Re: [Tails-ux] Report on Piwik prototype

Delete this message

Reply to this message
Author: jaster
Date:  
To: Tails user experience & user interface design
Subject: Re: [Tails-ux] Report on Piwik prototype
Once upon a time, webmasters had the same problem with AOL's proxy.
Millions of people had the same IP. The workaround was to count a new
user session every time the same IP was inactive for a few minutes.

One problem with IPs now is that the EU privacy rules seem to require
not identifying users to websites without their opting in for that.
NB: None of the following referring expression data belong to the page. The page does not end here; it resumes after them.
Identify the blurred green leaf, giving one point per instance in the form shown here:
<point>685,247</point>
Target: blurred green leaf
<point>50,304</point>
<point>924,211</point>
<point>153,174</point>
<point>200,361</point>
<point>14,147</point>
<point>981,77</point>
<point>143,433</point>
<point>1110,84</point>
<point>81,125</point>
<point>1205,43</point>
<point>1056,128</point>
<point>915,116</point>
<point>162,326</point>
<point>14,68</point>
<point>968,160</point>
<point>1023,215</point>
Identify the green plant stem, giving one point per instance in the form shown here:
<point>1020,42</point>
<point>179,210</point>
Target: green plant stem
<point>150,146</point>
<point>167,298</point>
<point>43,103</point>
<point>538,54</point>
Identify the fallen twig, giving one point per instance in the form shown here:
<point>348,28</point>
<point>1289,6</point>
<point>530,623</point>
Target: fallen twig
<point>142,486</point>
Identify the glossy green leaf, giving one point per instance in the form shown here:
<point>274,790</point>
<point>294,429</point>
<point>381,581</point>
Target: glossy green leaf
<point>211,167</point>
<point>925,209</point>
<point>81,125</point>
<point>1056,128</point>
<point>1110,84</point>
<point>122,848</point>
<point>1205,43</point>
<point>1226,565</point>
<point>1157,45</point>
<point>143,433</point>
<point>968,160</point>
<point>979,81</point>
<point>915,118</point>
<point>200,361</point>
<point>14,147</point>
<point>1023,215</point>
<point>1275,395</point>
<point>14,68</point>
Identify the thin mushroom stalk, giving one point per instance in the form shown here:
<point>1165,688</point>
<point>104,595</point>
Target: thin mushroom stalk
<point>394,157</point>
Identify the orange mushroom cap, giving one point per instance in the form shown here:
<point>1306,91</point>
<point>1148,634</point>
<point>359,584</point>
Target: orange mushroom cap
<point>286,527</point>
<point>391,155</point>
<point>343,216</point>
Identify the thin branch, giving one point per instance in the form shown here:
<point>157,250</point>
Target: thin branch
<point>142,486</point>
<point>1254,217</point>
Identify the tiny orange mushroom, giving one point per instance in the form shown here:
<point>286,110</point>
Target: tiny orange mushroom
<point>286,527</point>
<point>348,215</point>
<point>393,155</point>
IMO, counting people is overrated. The better questions are around why
people come and what they ask for and do. User vocabulary. Page views.
Search terms. You can learn a lot about those things without needing to
identify individuals.

jaster


On 2017-09-04 16:14, sajolida wrote:
> u:
>> sajolida:


>>> a. Ask boum.org to deactivate IP anonymization. We could import the logs
>>> daily and then get rid of the original logs and rely instead on the IP
>>> anonymization feature of Piwik [3]. It's not a hack but serious stuff
>>> build for users with legal requirements so I expect it to be well
>>> integrated and doing what it should.
>>>
>>> Downsides:
>>>
>>> - I'm not sure boum.org will be able or ready to have IP in their logs.
>>> - Relying on logs of activity done through the Tor network might not
>>> provide a perfect way of singling out people. For example, I expect
>>> people using the same exit node to visit our website to still be
>>> considered as a single visit.
>>> - We might still want to keep and analyze the raw logs for some
>>> data that Piwik wouldn't provide us. For example, until now I didn't
>>> find how to replace our boot statistics: see the hits on
>>> security/index.en.atom only by libwww-perl. It's probably possible
>>> but I can say it yet. Or to count the hits on the hash tags that I
>>> used to flag the activity related to the donation campaign. But for
>>> this, there are other mechanisms of Piwik to do this even better next
>>> year.
>>>
>>> [3]: https://piwik.org/docs/privacy/
>>>
>>> b. Rely on the JavaScript. Again we could rely on the IP anonymization
>>> feature of Piwik to keep sleeping at night. It's not clear to me whether
>>> people using the same exit node would be singled out with this technique
>>> (relying on some cookie maybe).
>>>
>>> Downsides:
>>>
>>> - We won't have analytics from people without JavaScript.
>>> - The JavaScript might not give us all the analytics we need.
>>> For example the hits on the security upgrade feed by Tails Upgrader.
>>>
>>> I'm not sure what's best and it would anyway involve a more political
>>> discussion about what information we want from our users. Happy to
>>> gather impression and hints on what would such a discussion imply but
>>> I'm not sure here is the right place to have it.
>>
>> I dont' know where to have this discussion, but here is some input of
>> mine. I've looked at Piwik's demo in the meantime and tried to figure
>> out how much information we would get out of non-anonymized logs.
>
> Cool!
>
> As far as I understand, the big point in either switching to
> non-anonymized Apache logs or the UP anonymization feature of Piwik is
> that we will be able to differentiate *visits* from *hits* and that this
> is a requirement to know "how many people".
>
> For example to differentiate two visits from a single person from two
> visits from two different people. Or in this case to know how many
> people are behind the thousands of hits by Tor Browser.
>
> Being able to identify visits is also the only way for us to study how a
> single person travels through our website; apart from referrer who only
> tell us aggregated information from one page to the other but not
> throughout a whole visit of multiple pages.
>
>> - possibly we'd know how many people access the website from Tails or
>> throught the Tor network, and how many access it through the "normal"
>> Internet which could be interesting. However, I suspect that through the
>> user-agent we will already have this information
>
> Yes. We can already fraction *hits* according to user-agent and know
> which fraction comes from Tor Browser and which does not (putting aside
> that a, probably small, fraction of Firefox users will have the same
> user-agent as Tor Browser).
>
> What we're not able to tell yet is how many *people* (ie. *visits*) come
> from Tor or non-Tor.